It wasn’t the monthly bank statement that made Nasuni, a Boston-based cloud storage technology startup, run out and raise $25 million in venture funding.
The company had yet to burn through even half of the $38 million it raised in September 2017 in a venture round led by Goldman Sachs. So, why did Nasuni recently raise more money?
CEO Paul Flanagan tells Xconomy that investors were calling up Nasuni asking if the business needed cash. The venture capitalists had spotted the widespread enterprise movement to the cloud from legacy data storage and sharing systems.
“We contemplated three alternatives,” Flanagan says. “One, not raising any more capital and getting the company to profitability with the money we had. Two, raising additional capital a year from now. And three, raising additional financing now. In the end, we concluded that taking additional financing now allows us to be more aggressive with this opportunity.”
The decision led to today’s announcement that Nasuni got a $25 million investment led by Telstra Ventures, the investing arm of Australian telecom Telstra. Goldman Sachs, Sigma Prime Ventures, North Bridge Venture Partners, and Flybridge Capital Partners joined in the cash infusion that the company says will help it accelerate its go-to-market strategy. The cash puts Nasuni’s total venture funding raised at $145 million since its founding in 2008.

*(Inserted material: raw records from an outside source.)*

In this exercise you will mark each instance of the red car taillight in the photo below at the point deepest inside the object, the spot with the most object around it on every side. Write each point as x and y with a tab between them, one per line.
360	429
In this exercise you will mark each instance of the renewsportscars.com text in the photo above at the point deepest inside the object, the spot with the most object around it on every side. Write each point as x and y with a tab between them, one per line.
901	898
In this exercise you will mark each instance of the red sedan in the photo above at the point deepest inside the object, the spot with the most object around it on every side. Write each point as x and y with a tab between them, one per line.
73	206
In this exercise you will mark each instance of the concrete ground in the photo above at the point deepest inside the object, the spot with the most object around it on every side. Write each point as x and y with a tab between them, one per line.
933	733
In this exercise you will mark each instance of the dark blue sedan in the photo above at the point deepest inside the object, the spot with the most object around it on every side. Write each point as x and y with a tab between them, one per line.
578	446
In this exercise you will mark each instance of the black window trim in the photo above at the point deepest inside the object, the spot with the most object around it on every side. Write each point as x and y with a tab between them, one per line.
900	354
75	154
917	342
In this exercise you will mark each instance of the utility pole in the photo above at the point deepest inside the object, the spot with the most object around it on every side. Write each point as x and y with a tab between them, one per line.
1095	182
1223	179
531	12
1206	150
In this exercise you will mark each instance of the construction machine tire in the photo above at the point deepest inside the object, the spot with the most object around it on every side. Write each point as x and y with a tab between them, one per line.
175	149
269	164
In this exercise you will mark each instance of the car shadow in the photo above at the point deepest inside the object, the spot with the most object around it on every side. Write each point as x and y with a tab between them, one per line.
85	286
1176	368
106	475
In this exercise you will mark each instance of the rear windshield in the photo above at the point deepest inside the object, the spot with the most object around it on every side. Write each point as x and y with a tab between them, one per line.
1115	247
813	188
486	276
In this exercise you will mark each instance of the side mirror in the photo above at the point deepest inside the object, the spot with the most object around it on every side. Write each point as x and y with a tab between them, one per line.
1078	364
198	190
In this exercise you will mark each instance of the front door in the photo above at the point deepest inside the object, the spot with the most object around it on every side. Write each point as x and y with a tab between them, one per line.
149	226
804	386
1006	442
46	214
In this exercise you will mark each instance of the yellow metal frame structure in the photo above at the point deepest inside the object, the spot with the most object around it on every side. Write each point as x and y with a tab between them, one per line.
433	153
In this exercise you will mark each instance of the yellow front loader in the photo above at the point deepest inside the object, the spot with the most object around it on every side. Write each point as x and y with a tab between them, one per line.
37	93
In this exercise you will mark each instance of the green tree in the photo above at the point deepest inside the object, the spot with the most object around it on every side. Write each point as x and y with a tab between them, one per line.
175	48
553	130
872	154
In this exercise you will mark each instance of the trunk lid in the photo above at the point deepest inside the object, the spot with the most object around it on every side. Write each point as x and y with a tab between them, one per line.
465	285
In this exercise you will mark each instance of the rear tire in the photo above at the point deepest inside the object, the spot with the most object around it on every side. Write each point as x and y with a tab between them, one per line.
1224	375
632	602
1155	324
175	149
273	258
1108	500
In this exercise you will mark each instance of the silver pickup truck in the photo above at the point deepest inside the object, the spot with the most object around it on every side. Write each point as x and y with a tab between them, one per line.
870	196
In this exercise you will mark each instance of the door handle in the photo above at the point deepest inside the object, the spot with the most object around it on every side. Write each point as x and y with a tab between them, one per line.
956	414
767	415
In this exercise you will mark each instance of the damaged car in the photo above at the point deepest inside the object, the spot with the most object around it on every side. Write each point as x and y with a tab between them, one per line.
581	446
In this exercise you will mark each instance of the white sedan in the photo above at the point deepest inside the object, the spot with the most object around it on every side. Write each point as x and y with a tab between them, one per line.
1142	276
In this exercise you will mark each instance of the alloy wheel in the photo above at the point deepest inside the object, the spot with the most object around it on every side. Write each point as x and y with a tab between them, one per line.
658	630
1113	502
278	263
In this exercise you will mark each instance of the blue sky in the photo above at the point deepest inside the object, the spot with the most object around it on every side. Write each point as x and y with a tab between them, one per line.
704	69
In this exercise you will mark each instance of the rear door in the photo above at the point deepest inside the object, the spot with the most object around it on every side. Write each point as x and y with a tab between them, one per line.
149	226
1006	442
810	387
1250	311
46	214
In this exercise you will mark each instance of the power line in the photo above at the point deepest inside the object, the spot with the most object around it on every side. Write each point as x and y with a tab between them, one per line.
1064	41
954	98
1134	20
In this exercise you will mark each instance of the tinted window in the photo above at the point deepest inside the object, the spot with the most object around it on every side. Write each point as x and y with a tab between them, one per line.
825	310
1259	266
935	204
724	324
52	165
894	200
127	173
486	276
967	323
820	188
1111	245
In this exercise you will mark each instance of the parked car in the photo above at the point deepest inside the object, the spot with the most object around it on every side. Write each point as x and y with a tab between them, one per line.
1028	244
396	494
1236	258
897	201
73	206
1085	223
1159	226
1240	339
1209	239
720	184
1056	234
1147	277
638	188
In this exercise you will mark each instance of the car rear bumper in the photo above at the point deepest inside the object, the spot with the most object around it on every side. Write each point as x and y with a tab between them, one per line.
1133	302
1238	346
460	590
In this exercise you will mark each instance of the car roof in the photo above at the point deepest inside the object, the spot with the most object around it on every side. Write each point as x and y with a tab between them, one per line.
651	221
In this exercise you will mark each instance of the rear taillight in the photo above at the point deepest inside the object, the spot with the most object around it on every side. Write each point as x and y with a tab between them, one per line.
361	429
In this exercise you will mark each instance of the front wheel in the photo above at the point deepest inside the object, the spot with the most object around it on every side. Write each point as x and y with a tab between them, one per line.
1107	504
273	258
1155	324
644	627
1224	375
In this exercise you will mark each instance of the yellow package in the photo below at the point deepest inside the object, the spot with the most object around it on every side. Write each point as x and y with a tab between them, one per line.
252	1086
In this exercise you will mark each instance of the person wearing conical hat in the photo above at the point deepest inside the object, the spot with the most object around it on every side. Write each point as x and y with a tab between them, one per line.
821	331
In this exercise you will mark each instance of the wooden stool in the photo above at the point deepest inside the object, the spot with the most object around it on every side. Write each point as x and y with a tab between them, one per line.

Nasuni says the boost follows a record 2018 for the company, which recorded a 52 percent increase in software subscription sales. (The company declined to share exact figures.) It says its employee count has grown 85 percent in the past two years, and it’s looking into opening a new office space west of Boston to boost its engineering team by 50 percent within the next 12 months. The company recently opened an office in Durham, NC.
The company’s cloud-based file management product offers network file storage, backup, archiving, remote office services, and disaster recovery capabilities.
Back in 2016, Nasuni said cash-flow breakeven was within reach, but the company was investing more in the business instead. Executives said at the time that the goal was shifted to 2018.
How’d they do? Flanagan says the company remains on the same side of “breakeven,” though he claims it’s closer than ever to crossing over the threshold.
“We are not cash-flow breakeven yet,” he says. “But in 2018 we managed to reduce our [cash] burn rates to very modest levels—even flirting with cash-flow breakeven in [the fourth quarter] of 2018.”
And it looks like the company is facing a similar set of choices as before.
“We could drive to cash-flow breakeven, but that would not be the best business decision for our employees and investors,” Flanagan adds. “With our strong balance sheet, we intend to invest in product, engineering, as well as sales and marketing in hopes of accelerating our already impressive growth rates.”